Consider the following table which shows the scores of another twelve students on the final exams of four courses:
   Course 1  Course 2
 a  27.68  23.59
 b  65.52  75.85
 c  42.39  27.68
 d  35.66  44.79
 e  75.82  56.68
 f  23.59  31.94
 g  54.48  42.39
 h  47.45  65.51
 i  31.94  35.61
 j  44.79  38.35
 k  38.35  46.45
 l  16.55  21.79
   Course 3  Course 4
 a 68.68 26.68
 b 25.62 63.51
 c 35.30 35.39
 d 67.46 35.61
 e 25.74 73.82
 f 67.72 75.59
 g 25.54 72.58
 h 28.39 47.45
 i 67.25 37.94
 j 25.46 35.79
 k 26.02 41.35
 l 64.54 24.29

 

Use the data for the first two courses for Questions 1 - 11. Use the data for the 3rd and 4th courses for Questions 12 - 16.

1. Calculate the means and standard deviations of the scores in the first two courses.

   course 1  course 2
 means    
 standard deviations    

2. Calculate Pearson's r for the scores in the first two courses.

 

3. Calculate a regression equation, using the scores on the first course as the independent variable and the scores on the second course as the dependent variable.

First the slope:

Then the intercept:

Now the equation:


4. Draw a scatterplot for the data for the first two courses and draw the regression line on the graph.

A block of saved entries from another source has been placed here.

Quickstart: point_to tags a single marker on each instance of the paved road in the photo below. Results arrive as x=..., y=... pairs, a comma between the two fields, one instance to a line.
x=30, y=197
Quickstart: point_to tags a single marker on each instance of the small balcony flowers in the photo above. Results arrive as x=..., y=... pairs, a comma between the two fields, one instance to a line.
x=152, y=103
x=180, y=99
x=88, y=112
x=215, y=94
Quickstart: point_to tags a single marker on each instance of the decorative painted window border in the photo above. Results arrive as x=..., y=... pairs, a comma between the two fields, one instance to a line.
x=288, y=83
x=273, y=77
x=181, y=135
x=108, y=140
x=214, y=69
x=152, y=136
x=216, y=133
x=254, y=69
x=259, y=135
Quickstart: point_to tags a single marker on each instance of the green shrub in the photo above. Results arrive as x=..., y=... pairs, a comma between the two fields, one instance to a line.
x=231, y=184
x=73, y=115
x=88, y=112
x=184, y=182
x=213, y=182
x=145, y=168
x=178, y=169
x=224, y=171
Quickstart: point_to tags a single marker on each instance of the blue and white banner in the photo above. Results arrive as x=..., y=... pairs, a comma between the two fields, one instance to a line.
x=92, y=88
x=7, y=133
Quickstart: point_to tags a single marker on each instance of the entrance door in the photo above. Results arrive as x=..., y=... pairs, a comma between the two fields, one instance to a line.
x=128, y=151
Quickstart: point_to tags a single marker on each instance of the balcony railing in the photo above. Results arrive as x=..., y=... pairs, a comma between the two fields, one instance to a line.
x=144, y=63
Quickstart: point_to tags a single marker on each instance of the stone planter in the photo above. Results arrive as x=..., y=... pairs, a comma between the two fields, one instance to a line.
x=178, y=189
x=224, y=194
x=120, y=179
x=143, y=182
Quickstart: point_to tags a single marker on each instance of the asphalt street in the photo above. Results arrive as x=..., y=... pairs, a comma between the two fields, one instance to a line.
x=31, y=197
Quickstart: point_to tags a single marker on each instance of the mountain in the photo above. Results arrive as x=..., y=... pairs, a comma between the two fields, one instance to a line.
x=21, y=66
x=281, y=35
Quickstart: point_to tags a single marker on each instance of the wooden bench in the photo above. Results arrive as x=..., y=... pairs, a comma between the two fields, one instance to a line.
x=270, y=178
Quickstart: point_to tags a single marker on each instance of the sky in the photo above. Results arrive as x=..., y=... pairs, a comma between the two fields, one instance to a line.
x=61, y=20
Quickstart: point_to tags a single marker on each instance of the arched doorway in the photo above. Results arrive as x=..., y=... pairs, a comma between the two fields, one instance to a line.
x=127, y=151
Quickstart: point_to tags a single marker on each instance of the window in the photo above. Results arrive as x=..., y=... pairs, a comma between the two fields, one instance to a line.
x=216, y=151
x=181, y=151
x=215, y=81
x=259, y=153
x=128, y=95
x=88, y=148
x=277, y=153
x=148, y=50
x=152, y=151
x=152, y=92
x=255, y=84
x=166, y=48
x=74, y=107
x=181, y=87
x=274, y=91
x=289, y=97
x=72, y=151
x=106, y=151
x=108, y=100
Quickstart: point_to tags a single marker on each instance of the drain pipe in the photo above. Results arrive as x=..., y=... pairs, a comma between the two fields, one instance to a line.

Label the Y-intercept.

5. Locate the means of the first two courses on the graph and determine whether the regression line passes through the two means.

6. What is the coefficient of determination for the data for the first two courses? What does it mean?

7. What is the slope of the regression line? What does the slope tell you about your variables and how they are related to one another?

8. Calculate the residuals for students c, f, g, and k.

   Course 1  Course 2    residual
 c  42.39  27.68    
 f  23.59  31.94    
h  47.45  65.51    
 k  38.35  46.45    


10. If a student received a score of 64 in the first course, what would you expect the student's score in the second course would be?

You would expect it to be:

(what is the equation you use?)

which is:

 


11. If a student received a score of 100 in the first course, what would you expect the student's score in the second course would be?

 

12. Calculate the means and standard deviations of the scores in the third and fourth courses.

   Course 3 x  Course 4 y
 means    
 standard deviations    


13. Calculate Pearson's r for the scores in the third and fourth courses.



14. Calculate a regression equation, using the scores on the third course as the independent variable and the scores on the fourth course as the dependent variable.

First the slope:

 

Then the intercept:

 

Now the equation:

 

15. Draw a scatterplot for the data for the third and fourth courses and draw the regression line on the graph. Label the intercept.



16. After looking at the scatterplot from Question 15, discuss the appropriateness of the analysis you did in Question 14. What is the problem? What are the consequences of doing this kind of analysis on data like the data for the third and fourth courses?